On the roof of high-rise 14-storey residential buildings in Hong Kong over vanity producers of organic crops grown in vegetable gardens, for example, potatoes and cucumbers. This need has appeared in a growing consumer demand for organic food in one of the most densely populated places on the planet.
"Better to grow food, you buy it in the supermarket," — said one of the residents of Hong Kong, who attends the "urban farm" twice a week. "Undoubtedly, the vegetables that people grow themselves, juicy and fresh. To everything from their landing a sense of satisfaction. "
At a time when much of southern China with 7 million people live in high-rise buildings, and land prices are prohibitively high, the use of the roof is the best option for farmers or people who want to have their own garden. The appearance of such households in Hong Kong is belated, as the farm on rooftops have become common practice in cities such as London and New York.
In two years, the number of permanent farmers in Hong Kong has increased to 100, reflecting the growing popularity of growing vegetables in urban environments. To date, in 930 square meters of 400 sites available, the monthly rent is between 20 and 25 U.S. dollars for one. To all, the project was abandoned for a second wind areas with poor infrastructure and predominantly elderly population.

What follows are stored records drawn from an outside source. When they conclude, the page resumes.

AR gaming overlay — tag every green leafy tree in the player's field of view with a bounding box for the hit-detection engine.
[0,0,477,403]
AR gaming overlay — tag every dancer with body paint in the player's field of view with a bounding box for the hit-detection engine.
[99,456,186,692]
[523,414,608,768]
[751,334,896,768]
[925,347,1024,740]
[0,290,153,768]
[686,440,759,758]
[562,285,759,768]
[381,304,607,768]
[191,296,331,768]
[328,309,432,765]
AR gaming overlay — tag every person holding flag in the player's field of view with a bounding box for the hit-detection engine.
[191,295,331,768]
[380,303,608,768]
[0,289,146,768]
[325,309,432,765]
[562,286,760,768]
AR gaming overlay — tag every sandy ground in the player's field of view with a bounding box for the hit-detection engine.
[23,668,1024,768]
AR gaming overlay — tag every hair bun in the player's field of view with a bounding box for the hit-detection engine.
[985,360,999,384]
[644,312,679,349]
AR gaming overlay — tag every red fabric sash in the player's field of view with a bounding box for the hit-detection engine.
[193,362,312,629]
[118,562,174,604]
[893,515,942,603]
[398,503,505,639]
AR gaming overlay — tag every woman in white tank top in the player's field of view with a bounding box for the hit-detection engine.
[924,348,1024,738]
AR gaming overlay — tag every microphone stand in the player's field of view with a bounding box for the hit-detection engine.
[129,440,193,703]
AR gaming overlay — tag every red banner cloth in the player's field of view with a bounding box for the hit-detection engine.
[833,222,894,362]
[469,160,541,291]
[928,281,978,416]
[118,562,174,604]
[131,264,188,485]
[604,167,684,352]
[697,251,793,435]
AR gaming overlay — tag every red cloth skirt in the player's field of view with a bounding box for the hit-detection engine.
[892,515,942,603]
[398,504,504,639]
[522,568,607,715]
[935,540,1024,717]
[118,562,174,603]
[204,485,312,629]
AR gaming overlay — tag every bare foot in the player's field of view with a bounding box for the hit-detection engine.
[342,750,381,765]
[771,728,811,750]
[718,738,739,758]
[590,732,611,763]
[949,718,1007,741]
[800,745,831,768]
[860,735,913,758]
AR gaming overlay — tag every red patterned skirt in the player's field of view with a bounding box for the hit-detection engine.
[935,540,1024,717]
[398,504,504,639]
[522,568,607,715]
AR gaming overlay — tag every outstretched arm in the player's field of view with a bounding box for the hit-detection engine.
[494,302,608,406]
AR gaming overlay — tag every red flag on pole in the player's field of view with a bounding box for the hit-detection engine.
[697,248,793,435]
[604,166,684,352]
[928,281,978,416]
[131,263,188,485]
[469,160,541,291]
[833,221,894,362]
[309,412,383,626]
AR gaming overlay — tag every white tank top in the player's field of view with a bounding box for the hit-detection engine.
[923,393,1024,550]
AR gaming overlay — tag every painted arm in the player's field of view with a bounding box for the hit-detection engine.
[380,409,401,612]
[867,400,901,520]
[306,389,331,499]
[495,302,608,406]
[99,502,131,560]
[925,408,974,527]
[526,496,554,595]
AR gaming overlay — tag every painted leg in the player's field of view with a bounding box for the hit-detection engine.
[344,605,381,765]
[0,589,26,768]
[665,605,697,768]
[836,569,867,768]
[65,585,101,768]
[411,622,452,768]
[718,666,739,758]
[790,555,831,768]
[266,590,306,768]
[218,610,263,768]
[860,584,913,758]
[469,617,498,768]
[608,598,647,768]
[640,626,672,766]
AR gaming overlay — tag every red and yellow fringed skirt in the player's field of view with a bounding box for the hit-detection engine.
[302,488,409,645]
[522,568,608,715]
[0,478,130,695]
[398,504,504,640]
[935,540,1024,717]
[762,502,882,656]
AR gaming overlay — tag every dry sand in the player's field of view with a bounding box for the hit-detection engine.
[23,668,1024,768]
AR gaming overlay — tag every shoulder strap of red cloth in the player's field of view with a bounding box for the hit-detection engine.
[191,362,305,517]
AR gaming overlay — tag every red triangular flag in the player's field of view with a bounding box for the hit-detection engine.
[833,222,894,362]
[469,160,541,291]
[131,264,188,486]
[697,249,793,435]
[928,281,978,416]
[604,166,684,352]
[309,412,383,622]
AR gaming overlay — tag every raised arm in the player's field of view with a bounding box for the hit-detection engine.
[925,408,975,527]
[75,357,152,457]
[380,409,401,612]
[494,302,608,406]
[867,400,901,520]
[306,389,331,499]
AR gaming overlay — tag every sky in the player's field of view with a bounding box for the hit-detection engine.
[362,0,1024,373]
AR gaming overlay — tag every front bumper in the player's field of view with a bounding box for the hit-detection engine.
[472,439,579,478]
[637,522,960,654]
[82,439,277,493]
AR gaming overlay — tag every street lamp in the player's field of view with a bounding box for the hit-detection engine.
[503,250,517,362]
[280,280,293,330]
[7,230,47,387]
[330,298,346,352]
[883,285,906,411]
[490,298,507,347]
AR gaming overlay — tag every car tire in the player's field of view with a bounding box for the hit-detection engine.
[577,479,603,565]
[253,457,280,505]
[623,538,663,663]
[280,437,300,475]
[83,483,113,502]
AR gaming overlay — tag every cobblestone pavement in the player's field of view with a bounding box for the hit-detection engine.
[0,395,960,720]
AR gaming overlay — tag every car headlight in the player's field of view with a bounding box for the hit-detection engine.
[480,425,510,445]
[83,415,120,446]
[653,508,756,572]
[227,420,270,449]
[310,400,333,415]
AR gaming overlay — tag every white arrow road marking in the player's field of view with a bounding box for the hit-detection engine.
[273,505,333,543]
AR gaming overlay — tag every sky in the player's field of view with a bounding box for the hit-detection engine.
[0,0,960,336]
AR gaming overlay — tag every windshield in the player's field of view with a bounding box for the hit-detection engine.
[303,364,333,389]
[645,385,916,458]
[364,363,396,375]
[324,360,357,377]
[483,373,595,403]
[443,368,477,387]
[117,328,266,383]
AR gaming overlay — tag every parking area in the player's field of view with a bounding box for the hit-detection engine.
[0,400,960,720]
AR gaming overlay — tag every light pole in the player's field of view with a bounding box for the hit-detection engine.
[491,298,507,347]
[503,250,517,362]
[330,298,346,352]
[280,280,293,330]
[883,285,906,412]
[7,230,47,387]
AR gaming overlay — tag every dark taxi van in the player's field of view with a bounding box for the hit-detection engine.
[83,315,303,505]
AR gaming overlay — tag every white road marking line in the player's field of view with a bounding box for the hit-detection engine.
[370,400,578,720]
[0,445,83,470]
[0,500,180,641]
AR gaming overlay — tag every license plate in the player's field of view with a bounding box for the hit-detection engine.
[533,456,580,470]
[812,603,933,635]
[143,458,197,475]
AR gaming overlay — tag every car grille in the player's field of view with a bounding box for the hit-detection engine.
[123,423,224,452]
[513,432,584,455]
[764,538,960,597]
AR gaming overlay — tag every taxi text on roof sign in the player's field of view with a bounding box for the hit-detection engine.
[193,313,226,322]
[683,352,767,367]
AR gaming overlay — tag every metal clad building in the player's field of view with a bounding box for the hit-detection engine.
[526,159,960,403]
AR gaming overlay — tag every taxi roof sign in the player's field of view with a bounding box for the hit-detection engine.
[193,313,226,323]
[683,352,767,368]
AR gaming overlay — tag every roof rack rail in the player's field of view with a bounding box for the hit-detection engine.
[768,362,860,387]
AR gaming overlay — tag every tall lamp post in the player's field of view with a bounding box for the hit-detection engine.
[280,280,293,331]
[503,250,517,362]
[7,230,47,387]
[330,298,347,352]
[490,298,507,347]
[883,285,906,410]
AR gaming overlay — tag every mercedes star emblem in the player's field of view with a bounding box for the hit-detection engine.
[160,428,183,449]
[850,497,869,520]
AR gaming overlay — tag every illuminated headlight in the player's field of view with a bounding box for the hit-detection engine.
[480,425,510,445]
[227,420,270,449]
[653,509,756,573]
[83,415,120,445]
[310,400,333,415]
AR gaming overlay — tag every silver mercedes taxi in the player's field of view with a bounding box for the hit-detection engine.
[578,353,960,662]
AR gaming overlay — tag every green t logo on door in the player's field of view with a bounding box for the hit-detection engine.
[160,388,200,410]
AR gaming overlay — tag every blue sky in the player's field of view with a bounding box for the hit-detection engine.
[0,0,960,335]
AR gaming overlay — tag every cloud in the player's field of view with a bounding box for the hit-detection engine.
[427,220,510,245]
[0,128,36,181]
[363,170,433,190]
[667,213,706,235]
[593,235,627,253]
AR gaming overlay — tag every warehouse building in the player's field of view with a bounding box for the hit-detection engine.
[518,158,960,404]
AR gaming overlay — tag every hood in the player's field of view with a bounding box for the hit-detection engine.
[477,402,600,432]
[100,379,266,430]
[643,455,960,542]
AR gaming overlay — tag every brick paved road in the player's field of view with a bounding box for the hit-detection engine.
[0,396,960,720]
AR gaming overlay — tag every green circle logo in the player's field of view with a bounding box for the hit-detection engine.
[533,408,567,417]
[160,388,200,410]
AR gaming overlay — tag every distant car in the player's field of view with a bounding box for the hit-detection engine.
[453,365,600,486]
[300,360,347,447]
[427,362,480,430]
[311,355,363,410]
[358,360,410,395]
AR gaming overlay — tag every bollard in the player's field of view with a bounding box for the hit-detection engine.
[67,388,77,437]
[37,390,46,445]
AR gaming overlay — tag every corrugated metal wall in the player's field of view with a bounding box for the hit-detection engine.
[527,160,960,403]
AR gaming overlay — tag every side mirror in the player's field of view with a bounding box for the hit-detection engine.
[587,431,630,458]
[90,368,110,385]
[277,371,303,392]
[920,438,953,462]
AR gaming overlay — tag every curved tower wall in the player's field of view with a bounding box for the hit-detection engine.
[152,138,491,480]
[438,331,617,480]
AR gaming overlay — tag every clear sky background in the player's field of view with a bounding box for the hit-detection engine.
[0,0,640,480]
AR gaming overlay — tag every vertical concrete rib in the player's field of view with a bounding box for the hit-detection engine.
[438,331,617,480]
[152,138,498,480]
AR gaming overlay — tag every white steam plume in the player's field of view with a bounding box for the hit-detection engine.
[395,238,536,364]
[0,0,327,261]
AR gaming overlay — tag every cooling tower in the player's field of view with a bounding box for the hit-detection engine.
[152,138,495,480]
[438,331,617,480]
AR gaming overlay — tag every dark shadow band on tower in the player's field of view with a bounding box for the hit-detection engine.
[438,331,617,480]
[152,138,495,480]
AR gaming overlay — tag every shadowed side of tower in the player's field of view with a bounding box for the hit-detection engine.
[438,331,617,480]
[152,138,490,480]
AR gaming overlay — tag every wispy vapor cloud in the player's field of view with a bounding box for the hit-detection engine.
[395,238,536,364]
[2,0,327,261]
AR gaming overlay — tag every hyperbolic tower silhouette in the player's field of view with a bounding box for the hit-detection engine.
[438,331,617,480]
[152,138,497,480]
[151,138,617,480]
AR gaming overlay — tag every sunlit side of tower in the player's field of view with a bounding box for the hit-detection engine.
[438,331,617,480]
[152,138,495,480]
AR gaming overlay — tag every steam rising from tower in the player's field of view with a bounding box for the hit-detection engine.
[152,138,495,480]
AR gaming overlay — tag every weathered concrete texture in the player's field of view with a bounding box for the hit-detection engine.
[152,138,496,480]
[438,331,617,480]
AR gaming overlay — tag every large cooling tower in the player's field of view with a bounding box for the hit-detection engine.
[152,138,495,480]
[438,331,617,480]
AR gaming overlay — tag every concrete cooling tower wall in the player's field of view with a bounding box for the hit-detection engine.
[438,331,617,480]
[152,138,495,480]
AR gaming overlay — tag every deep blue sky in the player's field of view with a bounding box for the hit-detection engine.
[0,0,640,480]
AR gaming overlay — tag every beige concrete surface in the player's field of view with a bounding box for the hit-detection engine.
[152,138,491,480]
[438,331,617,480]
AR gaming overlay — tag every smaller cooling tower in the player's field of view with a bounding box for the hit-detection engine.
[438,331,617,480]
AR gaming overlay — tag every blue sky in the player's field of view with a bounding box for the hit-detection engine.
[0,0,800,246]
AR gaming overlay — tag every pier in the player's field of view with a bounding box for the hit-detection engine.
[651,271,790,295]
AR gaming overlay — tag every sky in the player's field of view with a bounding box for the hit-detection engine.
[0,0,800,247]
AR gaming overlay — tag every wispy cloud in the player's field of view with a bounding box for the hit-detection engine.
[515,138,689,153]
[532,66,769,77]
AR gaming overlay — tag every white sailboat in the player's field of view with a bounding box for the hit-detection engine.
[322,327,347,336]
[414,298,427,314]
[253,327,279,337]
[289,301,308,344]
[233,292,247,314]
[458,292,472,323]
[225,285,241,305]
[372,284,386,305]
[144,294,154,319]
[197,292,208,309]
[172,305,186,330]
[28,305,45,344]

The gardens are open at certain times, and people seeking information about urban farming, can attend special courses. But, unlike the counterparts in other cities around the world, despite the growing interest in the gardens on the roof, while it is unlikely that they will be able to provide the population of Hong Kong sufficient yield. According to official data, only 3% of vegetables consumed in Hong Kong, raised in the country.